Hello my name is Bobby P. Hispans and I am the Junior Senator from the former state of Alabama. Welcome to my bunker explainer!
Now you may ask how a guy like me ended up a subterranean bunker expert, and that would be a fine question. As it turns out, legislatin’ was a lot harder than I thought it would be. People were always calling and asking me real curveball questions like “Why did I vote for you?” and “What is your stance on equality?” and “Which way to the 7/11?” It was exhausting and made my ears hurt. I thought it would never end.
Then after a night of slingin’ back some thoughts and prayers, a few of my congressional buddies and I slam dunked on a real eureka jackpot — where better to hide from your constituents than under God’s Green Earth! Next morning, we packed up our buzzwords, burned our wives, and made a beeline for 200 feet below interstate 495.

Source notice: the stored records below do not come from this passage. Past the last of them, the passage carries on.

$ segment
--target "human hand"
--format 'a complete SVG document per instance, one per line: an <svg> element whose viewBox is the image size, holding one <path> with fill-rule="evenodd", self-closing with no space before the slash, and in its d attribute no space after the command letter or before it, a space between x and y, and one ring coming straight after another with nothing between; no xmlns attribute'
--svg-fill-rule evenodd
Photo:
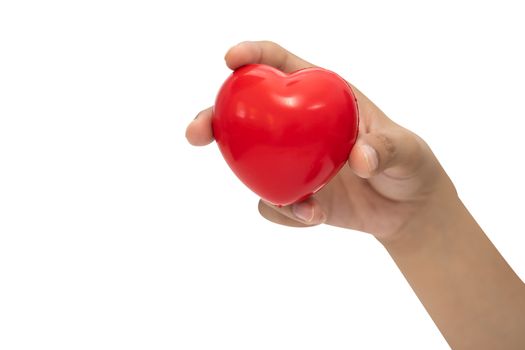
<svg viewBox="0 0 525 350"><path fill-rule="evenodd" d="M250 63L284 72L313 67L266 41L240 43L227 52L225 60L231 69ZM441 212L451 200L459 199L427 144L352 88L359 106L360 130L348 164L310 198L281 208L261 200L259 212L283 225L326 223L368 232L384 241L395 240L421 217L428 224L428 213ZM203 146L213 141L211 118L212 108L208 108L188 125L186 137L191 144ZM435 217L441 219L440 215Z"/></svg>

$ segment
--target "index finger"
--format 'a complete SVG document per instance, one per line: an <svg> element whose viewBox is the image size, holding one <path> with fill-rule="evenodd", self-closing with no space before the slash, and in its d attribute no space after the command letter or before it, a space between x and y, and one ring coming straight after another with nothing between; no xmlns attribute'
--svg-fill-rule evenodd
<svg viewBox="0 0 525 350"><path fill-rule="evenodd" d="M315 67L271 41L244 41L229 49L224 59L233 70L251 63L266 64L285 73Z"/></svg>

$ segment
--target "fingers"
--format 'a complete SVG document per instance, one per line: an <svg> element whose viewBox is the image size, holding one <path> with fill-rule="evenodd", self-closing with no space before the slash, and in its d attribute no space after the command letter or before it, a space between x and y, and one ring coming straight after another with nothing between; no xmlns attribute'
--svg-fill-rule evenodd
<svg viewBox="0 0 525 350"><path fill-rule="evenodd" d="M326 221L326 214L314 198L281 208L261 200L259 213L271 222L292 227L315 226Z"/></svg>
<svg viewBox="0 0 525 350"><path fill-rule="evenodd" d="M194 146L206 146L213 141L212 107L201 111L186 128L186 138Z"/></svg>
<svg viewBox="0 0 525 350"><path fill-rule="evenodd" d="M407 177L420 167L424 150L424 143L417 135L391 123L359 135L348 163L362 178L383 172L392 177Z"/></svg>
<svg viewBox="0 0 525 350"><path fill-rule="evenodd" d="M244 41L229 49L224 59L231 69L250 63L267 64L286 73L314 67L271 41Z"/></svg>

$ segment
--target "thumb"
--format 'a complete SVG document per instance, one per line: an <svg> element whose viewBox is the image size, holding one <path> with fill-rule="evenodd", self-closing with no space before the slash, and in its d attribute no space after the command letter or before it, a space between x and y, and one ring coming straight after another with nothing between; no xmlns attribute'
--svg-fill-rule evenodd
<svg viewBox="0 0 525 350"><path fill-rule="evenodd" d="M348 164L362 178L383 172L393 177L407 177L421 166L424 145L424 141L413 132L396 124L389 125L360 134Z"/></svg>

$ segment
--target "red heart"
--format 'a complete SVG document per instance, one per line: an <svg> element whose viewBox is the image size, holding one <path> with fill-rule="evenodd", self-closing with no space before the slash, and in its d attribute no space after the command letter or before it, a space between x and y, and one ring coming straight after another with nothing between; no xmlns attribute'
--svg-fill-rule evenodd
<svg viewBox="0 0 525 350"><path fill-rule="evenodd" d="M341 169L357 138L357 101L322 68L286 74L251 64L224 82L213 110L215 140L246 186L276 205L300 201Z"/></svg>

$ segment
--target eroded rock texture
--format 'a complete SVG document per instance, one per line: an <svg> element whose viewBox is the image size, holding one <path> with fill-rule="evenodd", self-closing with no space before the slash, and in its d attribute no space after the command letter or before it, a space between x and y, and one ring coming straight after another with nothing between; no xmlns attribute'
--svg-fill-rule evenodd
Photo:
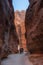
<svg viewBox="0 0 43 65"><path fill-rule="evenodd" d="M43 0L29 0L25 26L27 47L31 53L43 53Z"/></svg>
<svg viewBox="0 0 43 65"><path fill-rule="evenodd" d="M11 36L14 40L14 45L18 44L12 0L0 0L0 58L6 57L9 50L12 53L14 46L10 43ZM13 52L15 52L14 50L15 47Z"/></svg>
<svg viewBox="0 0 43 65"><path fill-rule="evenodd" d="M24 51L27 51L27 47L26 47L26 39L25 39L25 10L20 11L16 11L15 12L15 26L16 26L16 31L18 34L18 38L19 38L19 45L20 48L23 48Z"/></svg>

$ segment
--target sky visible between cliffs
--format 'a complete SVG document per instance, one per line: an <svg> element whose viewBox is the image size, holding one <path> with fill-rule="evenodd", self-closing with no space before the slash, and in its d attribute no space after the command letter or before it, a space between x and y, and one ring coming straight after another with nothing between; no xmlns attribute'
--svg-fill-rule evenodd
<svg viewBox="0 0 43 65"><path fill-rule="evenodd" d="M14 10L26 10L29 5L28 0L13 0Z"/></svg>

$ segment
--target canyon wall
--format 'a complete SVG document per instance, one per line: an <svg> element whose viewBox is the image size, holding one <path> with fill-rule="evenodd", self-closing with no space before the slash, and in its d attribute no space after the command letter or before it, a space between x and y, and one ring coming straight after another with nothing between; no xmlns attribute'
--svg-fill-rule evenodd
<svg viewBox="0 0 43 65"><path fill-rule="evenodd" d="M43 53L43 0L29 0L25 27L27 48L31 53Z"/></svg>
<svg viewBox="0 0 43 65"><path fill-rule="evenodd" d="M19 43L12 0L0 0L0 58L15 53Z"/></svg>
<svg viewBox="0 0 43 65"><path fill-rule="evenodd" d="M15 26L16 26L16 31L18 34L19 38L19 45L20 48L23 48L24 51L27 51L26 47L26 39L25 39L25 10L22 11L16 11L15 12Z"/></svg>

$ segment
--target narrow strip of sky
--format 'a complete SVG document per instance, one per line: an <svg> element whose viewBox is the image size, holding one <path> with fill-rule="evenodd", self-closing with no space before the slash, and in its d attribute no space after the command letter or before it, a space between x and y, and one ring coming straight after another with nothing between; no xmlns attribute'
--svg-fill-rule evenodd
<svg viewBox="0 0 43 65"><path fill-rule="evenodd" d="M29 5L28 0L13 0L14 10L26 10Z"/></svg>

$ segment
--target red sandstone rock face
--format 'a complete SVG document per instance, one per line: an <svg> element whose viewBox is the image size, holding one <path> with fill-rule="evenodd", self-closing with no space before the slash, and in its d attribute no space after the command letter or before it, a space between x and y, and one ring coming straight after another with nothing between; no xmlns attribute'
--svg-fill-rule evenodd
<svg viewBox="0 0 43 65"><path fill-rule="evenodd" d="M7 10L6 10L7 8ZM15 49L14 45L18 44L18 38L14 25L14 10L11 0L0 0L0 58L6 57L9 50L12 53ZM11 43L10 43L11 42ZM10 47L12 45L12 47Z"/></svg>
<svg viewBox="0 0 43 65"><path fill-rule="evenodd" d="M28 50L43 53L43 0L30 0L25 26Z"/></svg>
<svg viewBox="0 0 43 65"><path fill-rule="evenodd" d="M22 47L25 51L26 49L26 39L25 39L25 11L16 11L15 12L15 20L14 20L16 31L19 38L20 47Z"/></svg>

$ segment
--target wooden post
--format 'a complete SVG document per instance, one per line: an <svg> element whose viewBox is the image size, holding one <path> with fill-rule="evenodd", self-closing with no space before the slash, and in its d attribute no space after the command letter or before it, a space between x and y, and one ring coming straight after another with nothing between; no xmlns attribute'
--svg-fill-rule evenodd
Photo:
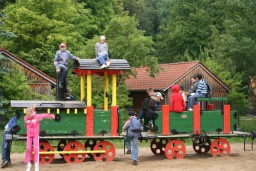
<svg viewBox="0 0 256 171"><path fill-rule="evenodd" d="M200 105L194 105L193 106L193 130L196 131L201 129ZM195 134L201 134L200 131Z"/></svg>
<svg viewBox="0 0 256 171"><path fill-rule="evenodd" d="M168 135L169 134L169 105L162 106L162 135Z"/></svg>
<svg viewBox="0 0 256 171"><path fill-rule="evenodd" d="M84 75L81 75L80 77L80 100L83 101L86 98L86 76Z"/></svg>
<svg viewBox="0 0 256 171"><path fill-rule="evenodd" d="M224 105L223 110L223 128L224 134L230 133L230 105Z"/></svg>
<svg viewBox="0 0 256 171"><path fill-rule="evenodd" d="M87 74L87 106L92 105L92 74Z"/></svg>
<svg viewBox="0 0 256 171"><path fill-rule="evenodd" d="M112 106L116 106L116 74L112 75Z"/></svg>
<svg viewBox="0 0 256 171"><path fill-rule="evenodd" d="M105 72L104 73L104 110L108 111L108 97L109 93L109 75Z"/></svg>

In the months that followed our descent, and way after we ate the Senior Senator from Louisiana, I came to realize that there’s really only one thing that matters in life: creating a space to fit both your physical and emotional needs. I’m talking curatin’ y’all!
Now if you’ve gotten this far (which means you haven’t devoured the worm that carried this message), I take it things must be going pretty good up on the surface. Can’t say I didn’t wonder. We’ve heard a lottt of rumblings. Some fireworks-noise, maybe a guttural scream or two. I obviously got the news about Alabama. But I didn’t send this worm for news. I sent this worm for information! So that if any of y’all ever get bored of sky-starin’ and think up the need to build your own bunker, you’d have a nice set of know-how from a seasoned source — me, Bobby P. Hispans. Let’s talk shop.
I find that the best kind of bunker bowls are made from Jareds. Jareds are known for their ginormous skulls, which are great for slurpin’ ramen noodles out of. If you don’t have any Jareds available, a John or an Eric would do.
After bowls, the next most important thing to keep in your bunker is a gun to shoot Jareds with. You should already have 3000 of these. Choose your favorite! I brought my eight-barrel Glock.
Now with all this talk of shootin’ and slurpin’, some of you might wonder what there is to read down here. I’d suggest stopping by your local propaganda shack on your way in and getting a fresh set of Denial Pamphlets. Or save the trip and carve “I Am Not To Blame” into your thigh. Scars last longer than pamphlets. Though the pamphlets would have helped the bathroom situation now that I think about it. Maybe get the pamphlets.
Of course, I’d be remiss not to suggest a good blanket. It can get real chilly underground, and the last thing you’ll want to catch is the shivers. Under Bunker Law, any show of weakness (shivers) is grounds to get eaten. The senator from Louisiana knows something about that, God rest his delicious heart. IKEA does a great microfiber. Do y’all still have IKEA? Now those Swedes know something about curatin’! Almost makes you regret nuking them out of jealousy.
Anyway, the last thing you need for your bunker is lots and lots of string. You may have noticed by now that the worm who brought you this message is all good and tied up with one long thread that goes from him back into the ground. That leads to me. Please pull on that string and lift me out of here. I’ve been in this bunker for three years, and to be frank, it’s not as much fun as I thought it would be to be! That said, once you lift me out, feel free to take my spot. I think you’ll like what I’ve done with the place.